Le SERNAC adresse une lettre officielle pour contrôler les infractions sur les plages de numéros 600‑809

Le 25 mai 2026, le service national de la consommation chilien SERNAC a envoyé une correspondance officielle au sous‑secrétariat aux télécommunications SUBTEL, mettant en œuvre une inspection conjointe inter‑organismes. L’enquête vise les dérives liées au mélange et au mauvais emploi des plages de numéros dédiées 600 et 809 au sein des services A2P. Cette affaire illustre le dispositif de coopération entre l’autorité des télécommunications et l’autorité de protection des consommateurs au Chili.

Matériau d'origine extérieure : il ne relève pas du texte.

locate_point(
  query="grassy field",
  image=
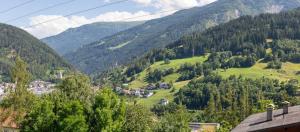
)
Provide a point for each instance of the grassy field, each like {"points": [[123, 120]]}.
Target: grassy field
{"points": [[140, 80], [161, 94], [287, 72]]}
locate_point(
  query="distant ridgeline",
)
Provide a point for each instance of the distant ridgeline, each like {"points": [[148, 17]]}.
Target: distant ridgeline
{"points": [[41, 59], [125, 46], [269, 38]]}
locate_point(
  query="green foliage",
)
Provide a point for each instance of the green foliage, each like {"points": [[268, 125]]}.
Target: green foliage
{"points": [[138, 119], [174, 122], [76, 87], [234, 98], [41, 118], [19, 98], [71, 117], [274, 65], [48, 116], [108, 112], [161, 110], [72, 39], [158, 33], [16, 42]]}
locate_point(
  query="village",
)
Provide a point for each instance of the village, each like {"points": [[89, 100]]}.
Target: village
{"points": [[37, 87], [144, 92]]}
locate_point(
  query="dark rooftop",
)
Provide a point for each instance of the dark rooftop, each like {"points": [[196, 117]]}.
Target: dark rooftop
{"points": [[258, 122]]}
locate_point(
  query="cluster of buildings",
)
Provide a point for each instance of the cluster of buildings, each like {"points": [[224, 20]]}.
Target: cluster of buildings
{"points": [[41, 87], [36, 87], [145, 92]]}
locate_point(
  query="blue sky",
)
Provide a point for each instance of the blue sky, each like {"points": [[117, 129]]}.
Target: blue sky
{"points": [[117, 12]]}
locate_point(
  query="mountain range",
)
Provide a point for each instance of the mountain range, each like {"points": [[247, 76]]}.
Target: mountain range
{"points": [[40, 58], [127, 45], [74, 38]]}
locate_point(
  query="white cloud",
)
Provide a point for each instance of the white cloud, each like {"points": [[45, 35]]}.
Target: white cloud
{"points": [[173, 4], [60, 25]]}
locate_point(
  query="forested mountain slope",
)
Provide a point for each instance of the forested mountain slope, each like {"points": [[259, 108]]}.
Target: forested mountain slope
{"points": [[74, 38], [17, 42], [124, 46], [225, 73]]}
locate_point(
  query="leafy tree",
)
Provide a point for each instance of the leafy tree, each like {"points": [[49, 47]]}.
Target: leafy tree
{"points": [[76, 87], [48, 116], [138, 119], [71, 117], [19, 99], [108, 112], [41, 118], [174, 122]]}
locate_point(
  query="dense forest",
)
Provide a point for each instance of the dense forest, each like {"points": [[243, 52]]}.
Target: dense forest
{"points": [[241, 43], [238, 43], [75, 38], [127, 45], [16, 42]]}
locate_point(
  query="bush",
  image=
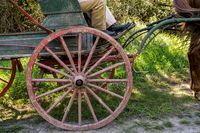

L’enquête du SERNAC met en évidence deux problèmes majeurs. D’une part, plusieurs opérateurs commerciaux ne respectent pas les consignes du SUBTEL sur la séparation des plages et acheminent des messages marketing sur la plage 600 prévue pour les notifications. D’autre part, certains opérateurs mobiles appliquent par défaut un filtrage sur la plage 809, ce qui bloque des communications marketing légitimes. Cela perturbe la réception des messages d’entreprises pour les utilisateurs ayant effectué une portabilité de numéro et touche aux questions de portabilité, de concurrence loyale et de protection des données personnelles.

Dans sa lettre, le SERNAC demande au SUBTEL de préciser si des investigations ont été ouvertes, si les conséquences juridiques ont été évaluées et si des mesures ont été prises à l’encontre des entreprises concernées. Après réception du retour du SUBTEL, le SERNAC décidera d’éventuelles procédures individuelles ou collectives de défense des consommateurs. En cas de manquement établi, les fournisseurs A2P et les opérateurs s’exposent à une double sanction : mesure administrative du SUBTEL au titre du droit des télécommunications, complétée par des amendes prévues par la loi sur la protection des consommateurs.

Ce contrôle concerne l’ensemble des agrégateurs A2P, fournisseurs de canaux de gros et opérateurs mobiles. Ils doivent séparer rigoureusement les flux de trafic de la plage 600 (notifications transactionnelles) et de la plage 809 (communications marketing). Le dispositif 600‑809 n’interdit pas les appels commerciaux ; son but est de rendre l’origine des messages identifiable, afin que les utilisateurs distinguent les alertes officielles des sollicitations publicitaires.